Outlining how it believes diversity and inclusion are essential for healthy firm cultures, the City watchdog said there is growing evidence that a “diversity of perspectives and thought, when part of an inclusive culture, results in better judgements and decision making”.
Sharing her experience for International Women’s Day yesterday (March 8), Sarah Pritchard, executive director of markets at the FCA, said she has faced many gendered assumptions about her ability throughout her career.
There is nothing like young children and an addiction to coffee to make international travel across time zones relatively straightforward
From a family of mainly teachers, Pritchard said she never thought she would end up as an executive director in financial regulation.
“I tried teaching English to six to 14 year old Hungarian children when I left school. They did not learn much English from me but at least there are a group of millennials in Hungary who know all the lyrics to the Spice Girls’ B-sides and De-La-Soul,” Pritchard said.
Commenting on the barriers she faced in her career, Pritchard said: “I have had seniors tell me very firmly you can’t have children and a career – when taking on a new job with two children under three.
“I’ve faced assumptions that I wouldn’t travel internationally with young children, when in my experience there is nothing like young children and an addiction to coffee to make international travel across time zones relatively straightforward.”
Pritchard attributes part of her success to the men and women who believed in her and encouraged her along the way.

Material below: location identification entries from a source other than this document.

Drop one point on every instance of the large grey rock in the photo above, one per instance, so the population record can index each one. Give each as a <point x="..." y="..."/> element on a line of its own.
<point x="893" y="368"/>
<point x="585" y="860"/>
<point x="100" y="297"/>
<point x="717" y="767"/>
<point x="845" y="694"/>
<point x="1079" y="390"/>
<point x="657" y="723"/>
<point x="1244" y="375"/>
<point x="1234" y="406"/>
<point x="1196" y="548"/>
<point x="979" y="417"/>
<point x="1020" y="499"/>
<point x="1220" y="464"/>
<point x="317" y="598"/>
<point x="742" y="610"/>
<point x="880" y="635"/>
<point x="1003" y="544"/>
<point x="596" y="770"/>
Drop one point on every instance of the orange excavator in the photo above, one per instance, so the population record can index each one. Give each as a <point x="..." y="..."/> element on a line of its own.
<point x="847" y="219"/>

“They have given me opportunity, and courage to try new things. They have shared a coffee with me, as well as thoughts on how to navigate children and career.
“I have taken opportunities where they have presented themselves and built strong teams behind me, so that they could deliver and thrive, not just survive, without me,” Pritchard said.
She added: “I admit it takes a certain amount of energy and confidence to do that, but building strong teams behind me has enabled me to take opportunities I would never have envisaged.”
In Pritchard’s view, all staff in financial services firms have a role to play in driving change and making the sector more inclusive and equitable.
“We can do this by asking questions, by challenging whether our organisations are driving change, by focusing on data, by highlighting good practice, by looking at our talent pipelines.
“At a personal level we can share our stories, speak up on behalf of others and get to know the people we work with. We cannot truly focus on equity if we do not know our people,” she said.
The regulator has taken an increased focus on diversity reporting in recent years.
However, data on the ethnicity of staff in the financial advice sector remains uncollected.
Back in January, the FCA responded to a request from FTAdviser and said it does not “not collect any information on ethnicity for approved individuals”.
Last year, the regulator finalised rules that require listed companies to report on the representation of women and minority ethnic groups on their boards from April 1 2022.
Pritchard noted that positive change is already evident.
FTSE 350 companies hit their target to have 40 per cent women on boards last week, three years ahead of schedule.
“In making diversity and inclusion a priority for the firms we regulate, we are also challenging ourselves to improve and do things differently too,” Pritchard said.
The FCA is scheduled to publish its consultation paper on diversity and inclusion in the financial sector later this year.